Dr. Andrew Fabian and his colleagues at
the Institute of Astronomy in
Cambridge, England made their discovery
using NASA's Chandra X-ray
Observatory, an orbiting X-ray telescope
that sees the Universe in X-ray
light just as the Hubble Space Telescope
sees it in visible light.
The black hole is situated in the center
of a galaxy amid a group of
thousands of galaxies collectively called
the Perseus Cluster and
located 250 million light years from Earth
(meaning it took the light
from these galaxies 250 million years
to reach us). The sound
waves coming from it are in the form of
a single note, so rather than a
song it is really a drone.
Using the piano keyboard's middle C note
as a reference point for the
middle of the piano key music range, Fabian's
team determined the note
is a B -flat. On a piano, the B-flat nearest
middle C is located midway
between 1/8th and 2/8th of an octave away.
In musical terminology, this
B flat is 1-1/2 steps from middle C.
Sound waves in the Perseus Cluster
The Perseus cluster black hole's B-flat,
by contrast, is 57 octaves
below middle C or one million, billion times
lower than the lowest sound
audible to the human ear! In terms of frequency
(the time it takes a
single sound wave to pass by), the lowest
sounds a person can hear is
1/20th of a second. The Perseus black hole's
sound waves have a
frequency of 10 million years!
You may be wondering how a sound wave can
travel through space. After
all, sound waves require some sort of stuff
to move through. This stuff,
called a medium, can be air, water, or even
solid rock.
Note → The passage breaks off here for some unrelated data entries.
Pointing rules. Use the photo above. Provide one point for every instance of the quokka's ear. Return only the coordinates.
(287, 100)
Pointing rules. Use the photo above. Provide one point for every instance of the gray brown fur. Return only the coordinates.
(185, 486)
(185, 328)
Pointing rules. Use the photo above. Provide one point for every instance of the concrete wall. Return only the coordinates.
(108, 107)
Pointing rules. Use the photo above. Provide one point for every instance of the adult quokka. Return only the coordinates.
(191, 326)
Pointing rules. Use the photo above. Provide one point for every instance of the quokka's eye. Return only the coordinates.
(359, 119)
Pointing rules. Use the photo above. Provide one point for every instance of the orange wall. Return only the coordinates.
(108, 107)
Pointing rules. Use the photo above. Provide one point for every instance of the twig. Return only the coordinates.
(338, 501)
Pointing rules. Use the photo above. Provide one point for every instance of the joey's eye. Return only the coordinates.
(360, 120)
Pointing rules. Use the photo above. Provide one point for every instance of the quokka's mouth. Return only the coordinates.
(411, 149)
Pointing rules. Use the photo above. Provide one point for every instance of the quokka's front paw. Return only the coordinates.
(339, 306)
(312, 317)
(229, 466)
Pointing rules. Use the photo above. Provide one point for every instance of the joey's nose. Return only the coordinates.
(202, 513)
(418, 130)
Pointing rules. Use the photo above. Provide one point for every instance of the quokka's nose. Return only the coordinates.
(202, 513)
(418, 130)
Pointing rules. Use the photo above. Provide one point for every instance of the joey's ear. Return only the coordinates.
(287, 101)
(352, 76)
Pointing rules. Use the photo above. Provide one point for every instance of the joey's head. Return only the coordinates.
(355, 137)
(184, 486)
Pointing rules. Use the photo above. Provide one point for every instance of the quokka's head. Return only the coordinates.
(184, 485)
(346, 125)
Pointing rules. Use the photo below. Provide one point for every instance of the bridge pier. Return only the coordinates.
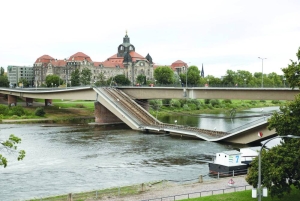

And space is
thought of as lacking any medium because
it is a vacuum.
In fact, space is not a pure vacuum but
rather it contains stray bits of
stuff -- gas atoms and dust of varying amounts.
In the case of the
Perseus cluster, the gas throughout it serves
as the medium through
which the sound waves coming from the central
black hole travel.
The sound waves were indirectly detected
using the Chandra telescope
because the cluster gas is very hot and
thus emits an especially
energetic form of light called X rays, as
well as less energetic visible
light. And the gas is so hot because of
the effects of the black hole.
More than an acoustic curiosity, these sound waves
transport energy that keeps gas throughout the cluster
warmer than it would otherwise be. These warmer temperatures,
in turn, regulate the rate of new star formation,
and hence the evolution of galaxies and galaxy clusters.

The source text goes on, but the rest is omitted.